Opened 9 years ago

Closed 9 years ago

Last modified 7 years ago

#1840 closed defect (fixed)

run_connection_housekeeping() closes circuits early

Reported by: arma Owned by:
Priority: High Milestone: Tor: 0.2.2.x-final
Component: Core Tor/Tor Version:
Severity: Keywords:
Cc: Actual Points:
Parent ID: Points:
Reviewer: Sponsor:

Description

Due perhaps to bug #1772, my circuitbuildtimeout is growing very big:

Aug 17 14:59:00.189 [notice] Based on 1000 circuit times, it looks like we need to wait longer for circuits to finish. We will now assume a circuit is too slow to use after waiting 255 seconds.

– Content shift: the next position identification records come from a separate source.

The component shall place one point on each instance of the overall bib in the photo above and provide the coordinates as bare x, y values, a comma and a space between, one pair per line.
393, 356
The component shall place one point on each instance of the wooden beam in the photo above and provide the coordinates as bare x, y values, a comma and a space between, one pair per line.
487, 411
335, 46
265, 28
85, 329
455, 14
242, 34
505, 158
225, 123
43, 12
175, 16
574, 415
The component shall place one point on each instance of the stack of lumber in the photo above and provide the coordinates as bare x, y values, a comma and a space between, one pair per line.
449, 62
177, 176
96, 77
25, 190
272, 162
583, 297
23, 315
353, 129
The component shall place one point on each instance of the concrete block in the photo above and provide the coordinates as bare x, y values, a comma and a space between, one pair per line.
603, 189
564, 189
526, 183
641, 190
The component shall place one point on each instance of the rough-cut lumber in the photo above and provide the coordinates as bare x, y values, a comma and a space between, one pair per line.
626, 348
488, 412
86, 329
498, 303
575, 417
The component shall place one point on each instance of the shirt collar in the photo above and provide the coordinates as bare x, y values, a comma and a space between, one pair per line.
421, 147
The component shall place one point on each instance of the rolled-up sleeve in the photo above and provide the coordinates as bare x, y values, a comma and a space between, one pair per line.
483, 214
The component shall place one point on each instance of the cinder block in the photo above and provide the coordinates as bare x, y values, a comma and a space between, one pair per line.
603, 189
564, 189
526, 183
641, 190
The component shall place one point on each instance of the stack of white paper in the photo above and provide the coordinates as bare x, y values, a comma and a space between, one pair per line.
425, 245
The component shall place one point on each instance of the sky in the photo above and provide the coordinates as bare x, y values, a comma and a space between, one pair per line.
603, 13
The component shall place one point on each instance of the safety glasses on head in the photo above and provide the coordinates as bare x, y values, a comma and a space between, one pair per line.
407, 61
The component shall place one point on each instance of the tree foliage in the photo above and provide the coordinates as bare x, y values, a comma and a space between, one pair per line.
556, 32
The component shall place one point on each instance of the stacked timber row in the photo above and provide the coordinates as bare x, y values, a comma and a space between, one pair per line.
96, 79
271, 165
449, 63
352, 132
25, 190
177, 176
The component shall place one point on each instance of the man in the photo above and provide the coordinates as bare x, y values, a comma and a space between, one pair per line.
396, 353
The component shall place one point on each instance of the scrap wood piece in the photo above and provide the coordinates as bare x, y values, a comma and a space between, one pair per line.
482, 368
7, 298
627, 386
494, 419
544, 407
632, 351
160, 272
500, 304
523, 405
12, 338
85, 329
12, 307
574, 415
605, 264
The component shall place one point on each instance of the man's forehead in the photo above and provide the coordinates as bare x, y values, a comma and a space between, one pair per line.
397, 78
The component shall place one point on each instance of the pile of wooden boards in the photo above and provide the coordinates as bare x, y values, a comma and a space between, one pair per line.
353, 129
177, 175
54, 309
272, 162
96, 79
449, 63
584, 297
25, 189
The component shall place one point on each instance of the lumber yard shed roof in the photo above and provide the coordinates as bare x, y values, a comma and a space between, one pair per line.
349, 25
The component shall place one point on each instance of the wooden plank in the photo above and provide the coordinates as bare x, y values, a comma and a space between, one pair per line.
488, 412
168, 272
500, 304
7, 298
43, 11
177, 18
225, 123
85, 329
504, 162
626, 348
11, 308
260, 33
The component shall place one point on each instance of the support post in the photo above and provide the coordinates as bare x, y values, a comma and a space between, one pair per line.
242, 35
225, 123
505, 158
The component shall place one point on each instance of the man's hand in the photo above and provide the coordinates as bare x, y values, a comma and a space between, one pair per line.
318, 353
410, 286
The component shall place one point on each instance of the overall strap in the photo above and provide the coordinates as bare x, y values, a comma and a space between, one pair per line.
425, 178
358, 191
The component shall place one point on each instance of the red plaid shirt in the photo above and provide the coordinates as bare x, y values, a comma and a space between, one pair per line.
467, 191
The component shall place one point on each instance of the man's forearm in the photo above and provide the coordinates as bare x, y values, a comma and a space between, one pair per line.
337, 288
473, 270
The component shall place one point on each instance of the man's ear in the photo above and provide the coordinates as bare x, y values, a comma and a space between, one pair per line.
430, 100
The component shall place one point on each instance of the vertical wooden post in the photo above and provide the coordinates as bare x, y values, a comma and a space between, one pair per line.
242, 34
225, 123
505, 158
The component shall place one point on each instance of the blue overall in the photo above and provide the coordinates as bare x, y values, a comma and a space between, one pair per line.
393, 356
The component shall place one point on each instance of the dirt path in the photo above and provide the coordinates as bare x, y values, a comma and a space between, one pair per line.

And once it's this big, run_connection_housekeeping() starts killing OR connections that haven't finished handshaking yet:

Aug 17 15:06:03.012 [info] run_connection_housekeeping(): Expiring non-used OR connection to fd 18 (38.229.70.33:9001) [idle 180].
Aug 17 15:06:03.012 [info] run_connection_housekeeping(): Expiring non-used OR connection to fd 11 (85.25.130.135:443) [idle 180].
Aug 17 15:06:03.012 [debug] conn_close_if_marked(): Cleaning up connection (fd 18).
Aug 17 15:06:03.012 [debug] circuit_n_conn_done(): or_conn to FordModelA/38.229.70.33, status=0
Aug 17 15:06:03.012 [info] circuit_n_conn_done(): or_conn failed. Closing circ.
Aug 17 15:06:03.012 [info] circuit_build_failed(): Our circuit died before the first hop with no connection
Aug 17 15:06:03.013 [debug] circuit_increment_failure_count(): n_circuit_failures now 1.
Aug 17 15:06:03.013 [debug] connection_remove(): removing socket 18 (type OR), n_conns now 20
Aug 17 15:06:03.013 [debug] _connection_free(): closing fd 18.
Aug 17 15:06:03.013 [debug] conn_close_if_marked(): Cleaning up connection (fd 11).
Aug 17 15:06:03.013 [debug] connection_remove(): removing socket 11 (type OR), n_conns now 19
Aug 17 15:06:03.013 [debug] _connection_free(): closing fd 11.

So the first issue is: why the heck is my network taking >180 seconds to TLS handshake with this relay? Probably something about my network stability, plus the results of bug #1772.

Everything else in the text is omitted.